Now that Spring is here, I have salamanders on my mind. The
pools around northern Oakland County are no longer covered in ice and most have filled with water from April rains and snow melt, and salamanders are out of hibernation.
These beautiful creatures are Michigan’s largest salamander, and one that we have right here in the headwaters region as well as most of the Lower Peninsula. They can even be found in a few spots in the Upper Peninsula.
Tigers vary greatly in their appearance. Some are black with yellowish tiger’s stripes – hence the name Tiger Salamander. Others have greenish-grey coloring with little to no markings. But what all Tigers have in common are their long tails and thick, long bodies, averaging 7 to 9 inches and up to a record 13 inches long!
Tiger salamanders, unlike some of our other native salamanders, can be found in a variety of habitats, living in woodlands, meadows, marshes, and lake edges. They can even be found in farmland and residential areas. But they all require smaller, fishless ponds necessary for mating and breeding.
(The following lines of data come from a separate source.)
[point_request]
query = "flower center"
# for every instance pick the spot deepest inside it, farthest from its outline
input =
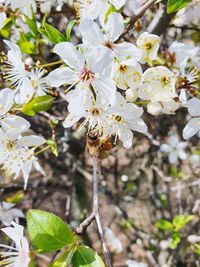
(118, 118)
(109, 44)
(148, 46)
(122, 67)
(10, 145)
(95, 111)
(2, 9)
(86, 75)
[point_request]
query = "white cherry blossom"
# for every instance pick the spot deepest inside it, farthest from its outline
(148, 45)
(132, 263)
(114, 244)
(17, 155)
(8, 213)
(3, 16)
(175, 149)
(26, 82)
(93, 9)
(95, 116)
(159, 88)
(131, 95)
(19, 255)
(127, 76)
(92, 35)
(12, 125)
(125, 119)
(193, 125)
(83, 72)
(183, 52)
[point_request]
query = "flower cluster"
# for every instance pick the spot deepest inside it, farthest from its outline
(16, 146)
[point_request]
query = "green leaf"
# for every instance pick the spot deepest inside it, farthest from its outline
(176, 239)
(181, 220)
(47, 231)
(175, 5)
(164, 225)
(110, 10)
(32, 23)
(27, 47)
(86, 257)
(53, 145)
(5, 30)
(16, 198)
(41, 103)
(197, 250)
(52, 33)
(64, 259)
(69, 29)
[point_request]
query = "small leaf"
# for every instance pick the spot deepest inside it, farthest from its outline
(164, 225)
(52, 33)
(16, 198)
(110, 10)
(53, 145)
(69, 29)
(27, 47)
(32, 23)
(175, 5)
(176, 239)
(86, 257)
(64, 259)
(47, 231)
(181, 220)
(41, 103)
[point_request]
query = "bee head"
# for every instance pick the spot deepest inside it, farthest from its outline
(93, 135)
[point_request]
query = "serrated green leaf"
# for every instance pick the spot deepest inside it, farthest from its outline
(64, 259)
(38, 104)
(164, 225)
(5, 29)
(52, 33)
(53, 145)
(69, 29)
(86, 257)
(27, 47)
(181, 220)
(47, 231)
(110, 10)
(16, 198)
(32, 23)
(175, 5)
(176, 239)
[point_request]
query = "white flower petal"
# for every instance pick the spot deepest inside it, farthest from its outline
(194, 106)
(191, 128)
(14, 126)
(6, 100)
(62, 76)
(91, 32)
(128, 53)
(31, 140)
(70, 55)
(165, 148)
(114, 26)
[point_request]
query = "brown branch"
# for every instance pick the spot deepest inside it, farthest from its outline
(95, 214)
(138, 14)
(185, 27)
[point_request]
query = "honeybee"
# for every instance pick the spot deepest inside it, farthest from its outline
(98, 148)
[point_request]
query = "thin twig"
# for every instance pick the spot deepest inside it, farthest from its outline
(138, 14)
(96, 175)
(185, 27)
(95, 214)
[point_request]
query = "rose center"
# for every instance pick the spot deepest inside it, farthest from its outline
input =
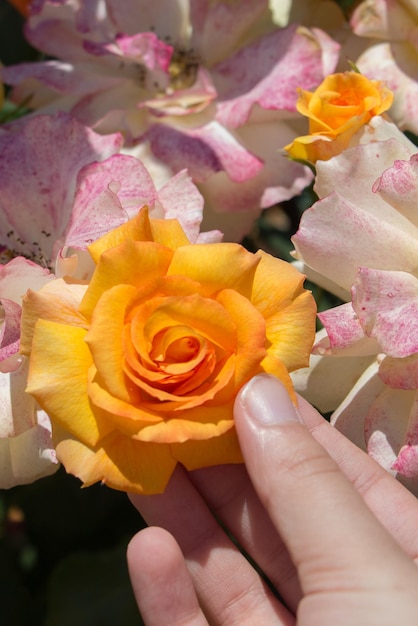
(182, 350)
(183, 69)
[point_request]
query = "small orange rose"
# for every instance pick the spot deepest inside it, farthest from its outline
(139, 369)
(339, 107)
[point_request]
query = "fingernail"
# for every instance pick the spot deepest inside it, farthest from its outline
(265, 400)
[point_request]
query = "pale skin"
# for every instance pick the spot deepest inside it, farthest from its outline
(335, 534)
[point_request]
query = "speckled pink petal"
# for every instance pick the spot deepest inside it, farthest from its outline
(398, 186)
(400, 373)
(391, 431)
(143, 48)
(268, 73)
(396, 65)
(218, 28)
(168, 18)
(382, 19)
(61, 76)
(56, 35)
(354, 171)
(345, 336)
(387, 306)
(181, 200)
(336, 237)
(278, 180)
(184, 102)
(350, 416)
(39, 164)
(327, 381)
(203, 151)
(19, 275)
(10, 315)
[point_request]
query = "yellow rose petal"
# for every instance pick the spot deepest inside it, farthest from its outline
(58, 374)
(120, 463)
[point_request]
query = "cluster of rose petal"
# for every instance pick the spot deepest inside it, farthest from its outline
(360, 241)
(184, 107)
(179, 105)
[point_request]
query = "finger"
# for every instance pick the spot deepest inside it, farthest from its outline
(231, 496)
(311, 503)
(393, 505)
(161, 582)
(229, 590)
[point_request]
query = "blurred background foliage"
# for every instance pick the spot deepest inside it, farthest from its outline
(62, 548)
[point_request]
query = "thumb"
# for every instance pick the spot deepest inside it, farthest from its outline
(333, 538)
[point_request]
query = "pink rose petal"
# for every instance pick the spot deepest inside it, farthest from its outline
(387, 306)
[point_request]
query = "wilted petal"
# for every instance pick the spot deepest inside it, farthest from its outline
(398, 186)
(327, 381)
(26, 451)
(345, 335)
(395, 64)
(380, 18)
(168, 19)
(349, 417)
(10, 314)
(387, 306)
(203, 151)
(278, 180)
(39, 164)
(19, 275)
(355, 170)
(400, 373)
(268, 73)
(181, 200)
(391, 434)
(218, 28)
(336, 237)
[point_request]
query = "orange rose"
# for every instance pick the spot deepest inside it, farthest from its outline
(339, 107)
(139, 369)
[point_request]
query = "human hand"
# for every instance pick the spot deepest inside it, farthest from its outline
(333, 532)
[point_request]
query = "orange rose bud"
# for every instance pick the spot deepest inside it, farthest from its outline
(21, 5)
(339, 107)
(139, 369)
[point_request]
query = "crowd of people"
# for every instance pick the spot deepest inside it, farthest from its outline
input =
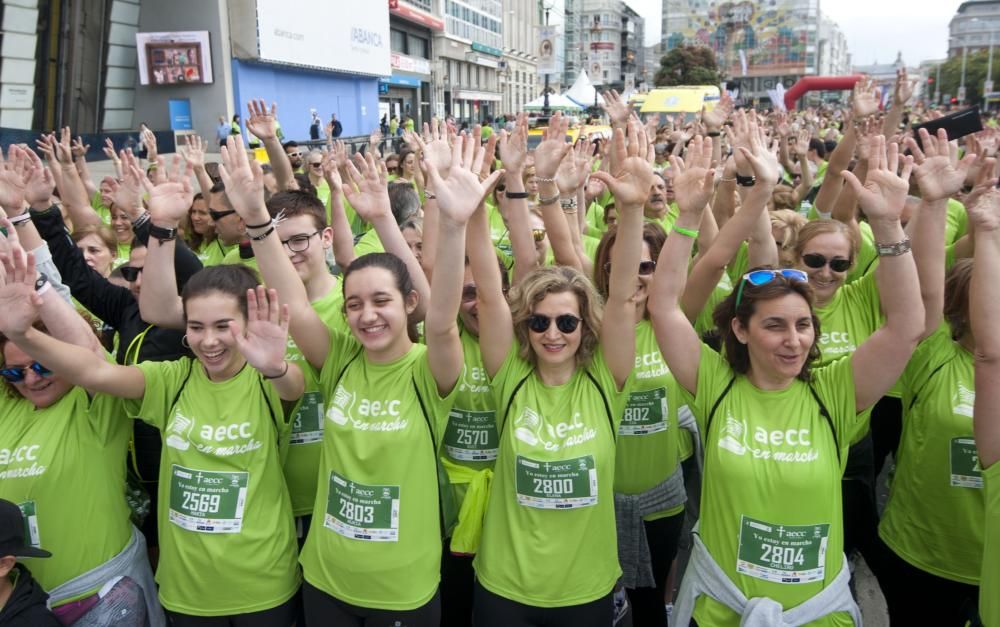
(473, 383)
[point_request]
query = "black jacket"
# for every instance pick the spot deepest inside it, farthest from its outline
(26, 605)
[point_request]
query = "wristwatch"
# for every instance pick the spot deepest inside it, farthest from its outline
(162, 233)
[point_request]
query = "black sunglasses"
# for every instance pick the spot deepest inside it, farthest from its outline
(837, 264)
(645, 267)
(218, 215)
(131, 273)
(566, 323)
(17, 373)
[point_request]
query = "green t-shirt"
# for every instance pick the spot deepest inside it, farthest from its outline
(989, 603)
(375, 539)
(549, 536)
(934, 516)
(471, 438)
(64, 466)
(225, 519)
(302, 462)
(771, 513)
(648, 451)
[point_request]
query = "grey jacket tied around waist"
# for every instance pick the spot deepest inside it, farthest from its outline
(633, 550)
(704, 577)
(131, 562)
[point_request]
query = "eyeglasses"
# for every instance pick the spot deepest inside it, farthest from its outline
(469, 293)
(566, 323)
(16, 374)
(645, 267)
(299, 243)
(763, 277)
(131, 273)
(815, 260)
(218, 215)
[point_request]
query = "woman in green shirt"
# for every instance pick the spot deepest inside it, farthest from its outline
(560, 373)
(775, 433)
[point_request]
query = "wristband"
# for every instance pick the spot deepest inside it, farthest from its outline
(21, 219)
(283, 373)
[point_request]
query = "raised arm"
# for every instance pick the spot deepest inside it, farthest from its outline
(984, 311)
(879, 361)
(244, 183)
(630, 181)
(939, 174)
(459, 196)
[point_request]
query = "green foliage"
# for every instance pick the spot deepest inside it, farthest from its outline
(975, 74)
(688, 65)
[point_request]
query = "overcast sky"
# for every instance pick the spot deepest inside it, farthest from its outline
(875, 29)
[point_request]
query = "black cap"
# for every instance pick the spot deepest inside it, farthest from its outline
(12, 533)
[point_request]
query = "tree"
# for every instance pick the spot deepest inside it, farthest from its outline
(688, 65)
(975, 75)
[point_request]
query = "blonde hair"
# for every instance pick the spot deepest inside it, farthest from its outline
(556, 280)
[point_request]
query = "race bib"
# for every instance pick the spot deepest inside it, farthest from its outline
(471, 435)
(307, 427)
(30, 515)
(207, 502)
(965, 469)
(564, 484)
(646, 413)
(362, 512)
(782, 553)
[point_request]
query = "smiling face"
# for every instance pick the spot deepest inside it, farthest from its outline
(40, 391)
(553, 348)
(209, 318)
(778, 337)
(377, 312)
(96, 253)
(824, 281)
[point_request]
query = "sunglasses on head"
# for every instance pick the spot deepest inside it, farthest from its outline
(645, 267)
(566, 323)
(218, 215)
(131, 273)
(763, 277)
(815, 260)
(16, 374)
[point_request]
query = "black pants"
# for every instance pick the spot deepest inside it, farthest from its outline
(281, 616)
(916, 597)
(887, 428)
(662, 537)
(457, 586)
(323, 609)
(493, 610)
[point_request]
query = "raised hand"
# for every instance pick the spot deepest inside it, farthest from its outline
(693, 178)
(264, 341)
(462, 192)
(884, 192)
(263, 123)
(243, 179)
(631, 175)
(939, 172)
(170, 199)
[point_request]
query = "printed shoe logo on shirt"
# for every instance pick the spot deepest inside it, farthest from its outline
(532, 429)
(764, 444)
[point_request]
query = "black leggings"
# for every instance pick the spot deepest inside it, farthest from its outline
(323, 609)
(493, 610)
(917, 597)
(281, 616)
(662, 536)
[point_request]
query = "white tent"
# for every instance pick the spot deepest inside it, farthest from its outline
(556, 103)
(582, 91)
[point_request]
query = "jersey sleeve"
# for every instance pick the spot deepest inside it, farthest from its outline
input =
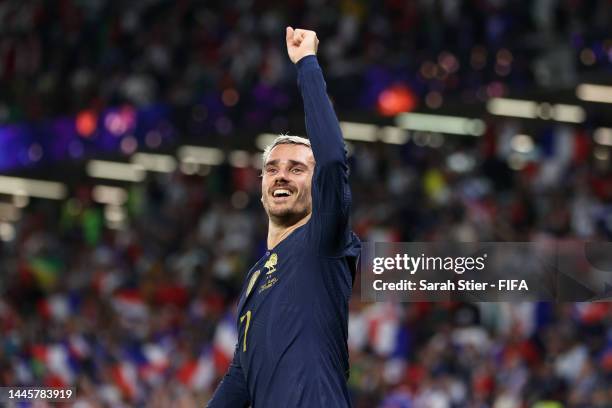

And, even though we have plenty of ponds in our area which might be beneficial for Tigers, habitat fragmentation due to development and roads, in addition to pollutants and toxins in the environment pose a real threat to these amphibians and they are quite vulnerable due to these impacts.
So, maybe the next warm night, take a walk in your favorite woodland area, run a flashlight through the leaf litter, flip over a few logs, and you just might find some having emerged from their deep burrows underground to feed on worms, insects, slugs, snails, and even other salamander larvae.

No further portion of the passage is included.